Von Salzmann distribue à sa troupe de bluesmen les places dans l'avion comme une ouvreuse les sièges de cinéma.

- Buddy, si tu veux te mettre ici ! Coot, par là... Big Johnny, plutôt dans l'allée.

- Non, je préfère m'asseoir contre le hublot... Je veux voir l'océan de haut ! Comme John Glenn !

Big Johnny White, repêché in extremis parce qu'il s'était pointé par hasard dans la boutique de disques Delmark, était bien sûr toujours prêt à partir.

"Tout ce dont j'ai besoin est dans l'étui de ma guitare. Mon seul bagage.... De l'Atlantique au Pacifique. D'une côte à l'autre" avait-il seulement marmonné quand, dans la nuit, l'Allemand von Salzmann l'avait pressé de boucler ses valises.

Maintenant, il est assis dans le Boeing 707, son imposant fondement débordant largement le siège qui lui est réservé. Little Amos a hérité de cet encombrant voisin. Il se contorsionne comme il peut pour rester à demi assis. Au bout d'un moment, il n'y tient plus, se lève, va voir von Salzmann, suggère à voix basse un autre arrangement.

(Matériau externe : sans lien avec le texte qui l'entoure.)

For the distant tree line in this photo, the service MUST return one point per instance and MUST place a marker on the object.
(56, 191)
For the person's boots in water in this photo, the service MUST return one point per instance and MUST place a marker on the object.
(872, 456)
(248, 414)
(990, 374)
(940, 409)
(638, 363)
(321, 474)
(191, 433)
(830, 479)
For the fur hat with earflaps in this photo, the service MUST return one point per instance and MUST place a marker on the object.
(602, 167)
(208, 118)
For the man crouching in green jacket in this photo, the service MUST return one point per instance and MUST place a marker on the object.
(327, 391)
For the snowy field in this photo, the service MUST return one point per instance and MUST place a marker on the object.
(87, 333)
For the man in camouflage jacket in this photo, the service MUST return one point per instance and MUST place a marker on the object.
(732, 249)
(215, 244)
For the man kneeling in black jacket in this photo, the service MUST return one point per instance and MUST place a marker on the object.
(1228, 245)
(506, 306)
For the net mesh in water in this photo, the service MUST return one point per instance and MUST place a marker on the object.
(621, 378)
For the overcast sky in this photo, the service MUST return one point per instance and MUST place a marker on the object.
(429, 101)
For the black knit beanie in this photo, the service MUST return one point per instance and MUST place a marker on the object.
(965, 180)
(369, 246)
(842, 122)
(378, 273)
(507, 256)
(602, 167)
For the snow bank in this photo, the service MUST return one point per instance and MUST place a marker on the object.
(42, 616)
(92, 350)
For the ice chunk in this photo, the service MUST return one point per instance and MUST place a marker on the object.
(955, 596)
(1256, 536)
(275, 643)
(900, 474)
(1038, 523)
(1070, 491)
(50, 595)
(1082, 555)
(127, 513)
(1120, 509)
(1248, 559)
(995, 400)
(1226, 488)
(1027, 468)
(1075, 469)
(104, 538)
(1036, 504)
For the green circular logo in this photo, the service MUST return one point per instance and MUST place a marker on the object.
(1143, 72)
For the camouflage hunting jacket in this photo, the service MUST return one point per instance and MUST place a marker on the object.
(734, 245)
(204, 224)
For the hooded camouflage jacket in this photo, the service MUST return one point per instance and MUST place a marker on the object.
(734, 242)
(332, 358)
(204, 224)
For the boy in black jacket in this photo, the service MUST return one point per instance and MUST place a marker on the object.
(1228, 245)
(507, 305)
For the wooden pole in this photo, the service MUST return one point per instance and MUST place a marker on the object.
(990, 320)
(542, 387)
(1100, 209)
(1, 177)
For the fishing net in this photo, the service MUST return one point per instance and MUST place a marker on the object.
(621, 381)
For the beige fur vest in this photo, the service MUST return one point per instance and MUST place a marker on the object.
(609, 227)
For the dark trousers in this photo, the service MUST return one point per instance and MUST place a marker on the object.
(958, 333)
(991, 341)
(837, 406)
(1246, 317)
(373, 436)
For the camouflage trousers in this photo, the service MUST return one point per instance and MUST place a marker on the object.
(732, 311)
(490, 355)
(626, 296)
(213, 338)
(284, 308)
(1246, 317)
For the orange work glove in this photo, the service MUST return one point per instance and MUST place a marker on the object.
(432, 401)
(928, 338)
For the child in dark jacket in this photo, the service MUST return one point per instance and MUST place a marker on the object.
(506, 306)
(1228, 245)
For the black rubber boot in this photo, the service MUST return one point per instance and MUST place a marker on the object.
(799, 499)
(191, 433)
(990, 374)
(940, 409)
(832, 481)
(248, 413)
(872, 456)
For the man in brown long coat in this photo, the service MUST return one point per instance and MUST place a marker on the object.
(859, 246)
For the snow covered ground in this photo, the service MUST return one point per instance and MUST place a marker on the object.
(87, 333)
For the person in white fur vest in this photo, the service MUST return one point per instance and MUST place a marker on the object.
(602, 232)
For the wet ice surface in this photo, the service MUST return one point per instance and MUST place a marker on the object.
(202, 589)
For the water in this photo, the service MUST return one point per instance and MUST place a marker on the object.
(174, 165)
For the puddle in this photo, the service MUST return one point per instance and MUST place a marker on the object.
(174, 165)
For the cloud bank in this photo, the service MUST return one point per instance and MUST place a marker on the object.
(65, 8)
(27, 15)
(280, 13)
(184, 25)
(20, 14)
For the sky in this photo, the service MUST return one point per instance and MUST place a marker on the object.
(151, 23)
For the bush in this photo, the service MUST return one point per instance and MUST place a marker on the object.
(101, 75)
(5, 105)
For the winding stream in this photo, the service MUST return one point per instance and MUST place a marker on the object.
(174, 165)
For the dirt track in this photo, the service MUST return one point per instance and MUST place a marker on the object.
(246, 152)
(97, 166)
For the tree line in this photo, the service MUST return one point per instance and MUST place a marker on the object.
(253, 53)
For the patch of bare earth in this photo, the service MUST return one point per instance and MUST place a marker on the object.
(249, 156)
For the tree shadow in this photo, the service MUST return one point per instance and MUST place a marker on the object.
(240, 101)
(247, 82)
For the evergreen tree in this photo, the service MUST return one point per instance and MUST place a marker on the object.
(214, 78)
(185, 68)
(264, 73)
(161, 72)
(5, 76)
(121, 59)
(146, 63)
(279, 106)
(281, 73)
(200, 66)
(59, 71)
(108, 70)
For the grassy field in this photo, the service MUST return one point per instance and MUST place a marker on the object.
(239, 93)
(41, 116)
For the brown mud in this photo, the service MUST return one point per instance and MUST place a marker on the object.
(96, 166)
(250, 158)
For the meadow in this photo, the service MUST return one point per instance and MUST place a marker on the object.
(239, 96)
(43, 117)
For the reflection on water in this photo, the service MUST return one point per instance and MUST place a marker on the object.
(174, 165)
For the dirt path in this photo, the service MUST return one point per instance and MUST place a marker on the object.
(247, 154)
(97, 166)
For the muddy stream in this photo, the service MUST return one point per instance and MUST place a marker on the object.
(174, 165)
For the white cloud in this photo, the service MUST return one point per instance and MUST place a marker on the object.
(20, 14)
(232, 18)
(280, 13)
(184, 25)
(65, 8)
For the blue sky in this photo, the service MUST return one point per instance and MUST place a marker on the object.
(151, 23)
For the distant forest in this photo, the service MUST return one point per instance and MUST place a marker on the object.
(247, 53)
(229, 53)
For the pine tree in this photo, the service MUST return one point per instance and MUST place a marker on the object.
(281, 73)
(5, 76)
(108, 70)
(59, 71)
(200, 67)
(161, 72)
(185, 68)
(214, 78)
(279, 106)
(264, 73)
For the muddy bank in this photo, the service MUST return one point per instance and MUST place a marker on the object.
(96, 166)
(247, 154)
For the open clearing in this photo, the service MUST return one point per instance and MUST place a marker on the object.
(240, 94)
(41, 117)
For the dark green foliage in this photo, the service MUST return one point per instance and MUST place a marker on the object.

L'autre lui répond avec son fort accent germanique :

- Je suis désolé, Mr Amos, mais personne ne veut prendre votre place... Je crois qu'on craint un peu votre voisin ! Et puis, vous êtes le plus menu. C'est bien ça, "Little" Amos, non ?

Tous regardent avec intérêt les préparatifs du décollage. Shorty, le bassiste, se signe. A ses côtés, Coot ferme les yeux alors que l'appareil se pose en bout de piste. Les moteurs ronflent, enflent, gonflent. L'avion se met à rouler. De plus en plus vite. Un sifflement traverse les hublots. La carlingue gémit une sorte de râle métallique. Shorty murmure une prière. Les roues battent la mesure sur le macadam de la piste.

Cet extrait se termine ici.